A related condition called slipping rib syndrome causes pain along the lower chest wall or upper abdomen, with tenderness along the edge of the rib cage. Musculoskeletal chest pain can feel sharp and alarming, but it’s generally harmless and resolves on its own or with over-the-counter anti-inflammatory medication. The biggest clue is reproducibility: if you can press on a spot and recreate the exact pain, it’s likely coming from the chest wall rather than the heart or lungs.
Lung-Related Causes
A pulmonary embolism, which is a blood clot that travels to the lungs, causes chest pain that’s often sharp and worsens when you breathe in deeply. It can feel similar to a heart attack, but it’s typically accompanied by sudden shortness of breath that doesn’t improve with rest, a rapid or irregular heartbeat, and sometimes coughing. The pain may also intensify when you bend or lean over. Pulmonary embolism is a medical emergency.
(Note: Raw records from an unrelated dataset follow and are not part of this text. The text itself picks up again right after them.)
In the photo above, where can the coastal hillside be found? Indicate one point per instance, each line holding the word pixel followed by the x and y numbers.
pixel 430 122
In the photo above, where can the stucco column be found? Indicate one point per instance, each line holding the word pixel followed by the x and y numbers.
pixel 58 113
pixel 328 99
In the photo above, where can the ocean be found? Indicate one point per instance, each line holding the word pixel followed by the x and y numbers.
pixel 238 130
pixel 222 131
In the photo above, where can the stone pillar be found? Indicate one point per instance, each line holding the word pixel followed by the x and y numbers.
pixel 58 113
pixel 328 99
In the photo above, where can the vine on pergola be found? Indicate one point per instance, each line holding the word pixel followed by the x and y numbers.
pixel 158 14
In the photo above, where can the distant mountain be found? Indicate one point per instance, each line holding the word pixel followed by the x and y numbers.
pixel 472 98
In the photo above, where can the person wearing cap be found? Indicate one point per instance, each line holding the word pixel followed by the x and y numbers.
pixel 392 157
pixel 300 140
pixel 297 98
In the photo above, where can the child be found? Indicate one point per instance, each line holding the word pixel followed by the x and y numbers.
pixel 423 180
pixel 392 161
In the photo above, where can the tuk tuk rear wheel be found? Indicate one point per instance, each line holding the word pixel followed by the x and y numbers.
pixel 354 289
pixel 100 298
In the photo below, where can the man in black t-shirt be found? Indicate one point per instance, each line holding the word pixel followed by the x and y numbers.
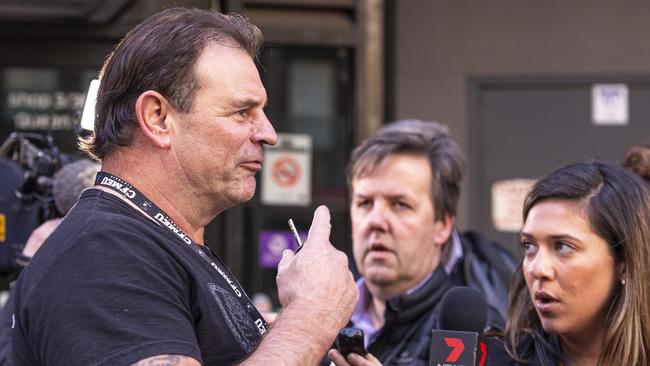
pixel 125 278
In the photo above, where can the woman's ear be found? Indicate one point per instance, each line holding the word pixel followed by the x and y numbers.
pixel 152 111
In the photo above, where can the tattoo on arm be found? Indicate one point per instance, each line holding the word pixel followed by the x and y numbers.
pixel 166 360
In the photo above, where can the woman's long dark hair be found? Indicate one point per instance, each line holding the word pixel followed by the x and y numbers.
pixel 617 204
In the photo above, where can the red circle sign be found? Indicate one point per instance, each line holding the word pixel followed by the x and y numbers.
pixel 285 172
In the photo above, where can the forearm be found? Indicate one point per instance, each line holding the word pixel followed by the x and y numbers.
pixel 295 339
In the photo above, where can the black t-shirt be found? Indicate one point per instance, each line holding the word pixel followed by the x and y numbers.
pixel 111 287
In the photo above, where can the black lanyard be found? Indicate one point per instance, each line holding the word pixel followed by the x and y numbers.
pixel 121 186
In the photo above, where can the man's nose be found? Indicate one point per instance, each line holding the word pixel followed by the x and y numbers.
pixel 377 217
pixel 265 133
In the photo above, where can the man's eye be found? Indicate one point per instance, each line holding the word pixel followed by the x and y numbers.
pixel 401 205
pixel 364 203
pixel 563 247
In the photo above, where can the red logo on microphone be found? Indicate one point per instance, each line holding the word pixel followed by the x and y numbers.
pixel 458 348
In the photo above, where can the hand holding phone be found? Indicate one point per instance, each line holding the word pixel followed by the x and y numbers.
pixel 350 340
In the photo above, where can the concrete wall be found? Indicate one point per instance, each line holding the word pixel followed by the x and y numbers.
pixel 440 44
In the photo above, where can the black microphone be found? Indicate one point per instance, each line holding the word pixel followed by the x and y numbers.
pixel 458 340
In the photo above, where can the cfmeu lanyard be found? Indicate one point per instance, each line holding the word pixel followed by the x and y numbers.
pixel 121 186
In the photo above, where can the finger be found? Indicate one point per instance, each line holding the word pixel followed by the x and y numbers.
pixel 358 360
pixel 320 226
pixel 372 359
pixel 287 255
pixel 337 358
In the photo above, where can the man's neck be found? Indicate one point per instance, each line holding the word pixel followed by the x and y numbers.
pixel 188 213
pixel 375 310
pixel 585 351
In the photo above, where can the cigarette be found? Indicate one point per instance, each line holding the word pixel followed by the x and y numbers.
pixel 292 227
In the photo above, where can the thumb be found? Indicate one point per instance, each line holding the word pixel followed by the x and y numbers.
pixel 287 255
pixel 320 226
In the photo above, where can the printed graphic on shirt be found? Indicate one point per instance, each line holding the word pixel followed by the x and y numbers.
pixel 243 329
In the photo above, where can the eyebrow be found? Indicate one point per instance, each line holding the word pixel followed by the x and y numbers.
pixel 554 237
pixel 249 102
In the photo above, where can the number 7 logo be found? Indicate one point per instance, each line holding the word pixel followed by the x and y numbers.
pixel 458 348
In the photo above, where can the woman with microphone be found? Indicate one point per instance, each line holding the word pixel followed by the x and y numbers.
pixel 581 295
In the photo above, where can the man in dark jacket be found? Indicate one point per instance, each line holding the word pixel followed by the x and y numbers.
pixel 405 183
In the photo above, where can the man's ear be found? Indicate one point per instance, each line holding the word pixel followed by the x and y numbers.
pixel 443 229
pixel 620 273
pixel 152 111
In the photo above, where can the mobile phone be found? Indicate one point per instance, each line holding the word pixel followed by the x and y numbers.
pixel 292 227
pixel 350 340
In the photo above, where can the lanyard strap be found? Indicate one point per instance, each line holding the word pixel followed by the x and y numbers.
pixel 121 186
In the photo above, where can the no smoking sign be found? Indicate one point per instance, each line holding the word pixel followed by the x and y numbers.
pixel 285 171
pixel 286 176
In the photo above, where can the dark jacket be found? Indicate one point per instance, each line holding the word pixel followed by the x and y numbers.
pixel 487 267
pixel 409 319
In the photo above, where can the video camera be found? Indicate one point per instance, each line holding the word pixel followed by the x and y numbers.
pixel 39 158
Other lung conditions that cause chest pain include pneumonia, pleurisy (inflammation of the lining around the lungs), and a collapsed lung. These tend to produce pain that’s clearly linked to breathing, which helps distinguish them from cardiac causes where the pain is more constant.
Panic Attacks and Anxiety
Panic attacks can produce chest pain that genuinely mimics a heart attack: tightness, pressure, racing heartbeat, shortness of breath, and an overwhelming sense of doom. The overlap is so significant that many people end up in the emergency room convinced they’re having a cardiac event. Panic-related chest pain typically peaks within 10 minutes and resolves within 20 to 30 minutes. Heart attack pain, by contrast, usually lasts more than 15 minutes and often comes with warning signs in the hours, days, or weeks beforehand, like recurring chest pressure during activity.
One important note: having anxiety doesn’t protect you from also having heart disease. If your chest pain is new, unusually severe, or accompanied by the warning signs described below, take it seriously regardless of your history with panic attacks.
Warning Signs That Need Emergency Care
Certain combinations of symptoms suggest a potentially life-threatening cause. Call emergency services if your chest pain includes any of the following:
- Crushing, squeezing, or pressure-like quality lasting more than a few minutes
- Pain radiating to your left arm, jaw, back, or neck
- Sudden onset of shortness of breath, especially at rest
- Sweating, nausea, or vomiting alongside the chest pain
- Tearing or ripping pain in the chest or back, which can signal an aortic emergency
- Pain triggered by exertion that doesn’t resolve with rest
Many people delay seeking help because they feel uncertain or don’t want to “overreact.” But fewer than 1 in 10 emergency room visits for chest pain turn out to be a serious cardiac event, which means the vast majority of people who come in worried leave reassured. Emergency departments are built for exactly this kind of evaluation.
What Happens During an Evaluation
When you arrive at an emergency room or doctor’s office with chest pain, the first tests are usually fast and straightforward. An electrocardiogram (EKG) records your heart’s electrical activity and can reveal patterns that suggest a heart attack or other cardiac problems within minutes. A blood test checks for proteins that leak from damaged heart muscle. These proteins can be detected at very low levels, allowing doctors to rule out a heart attack quickly in most cases or flag one early.
Depending on your symptoms, you may also get a chest X-ray to look at your lungs and heart size, or blood work to check for a clot in the lungs. The goal is to identify or rule out the dangerous causes first, then work through the more common, less serious possibilities. For many people, the entire evaluation takes a few hours and ends with reassurance and a plan to follow up with their primary care doctor.